PICS: ANURAG ACHARYA
Worried by the deteriorating security condition, the local administration imposed a curfew at 4PM. But an angry mob led by some of the families of the police victims went around torching and vandalising Tharu homes. An FM station belonging to Tharu activist Resham Chaudhary was also attacked.
Contrary to reports, most people interviewed said Tharu protesters had not been coerced into joining the demonstration. “Nobody from my family went that day, and yet I have not paid any fine,” confirmed one woman from Manuwa Village. Villagers also say most protesters were carrying flags and placards distributed by unnamed ‘organisers’.
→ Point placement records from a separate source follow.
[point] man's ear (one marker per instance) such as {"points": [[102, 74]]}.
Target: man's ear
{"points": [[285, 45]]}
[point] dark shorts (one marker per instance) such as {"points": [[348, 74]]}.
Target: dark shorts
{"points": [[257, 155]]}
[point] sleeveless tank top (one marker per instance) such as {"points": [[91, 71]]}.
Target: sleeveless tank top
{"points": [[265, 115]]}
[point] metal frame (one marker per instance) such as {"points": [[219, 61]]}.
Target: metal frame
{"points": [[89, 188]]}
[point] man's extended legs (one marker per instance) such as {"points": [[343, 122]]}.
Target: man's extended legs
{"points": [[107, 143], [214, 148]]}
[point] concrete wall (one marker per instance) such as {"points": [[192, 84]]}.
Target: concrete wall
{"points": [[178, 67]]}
Eye-witnesses said most of the men who killed the police chief had covered their faces with masks and were wearing helmets. The police may have hard evidence against some they have arrested, but when the number of people arrested and charged gets larger, there are chances some of them will be innocent.
“The warning signs of a confrontation at Tikapur were visible,” says Suman Dhital who took charge of Tikapur regional administration office a month ago. He says the situation in the area is still volatile and the local administration is finding it difficult to defuse tension between the Tharus and ‘Undivided Far-west Movement’ activists.
Nepal will get its constitution written in the next few days and there will be celebrations in Kathmandu and elsewhere. But here in Tikapur and the neighbouring villages there is too much bad blood and horrific memories of 24 August.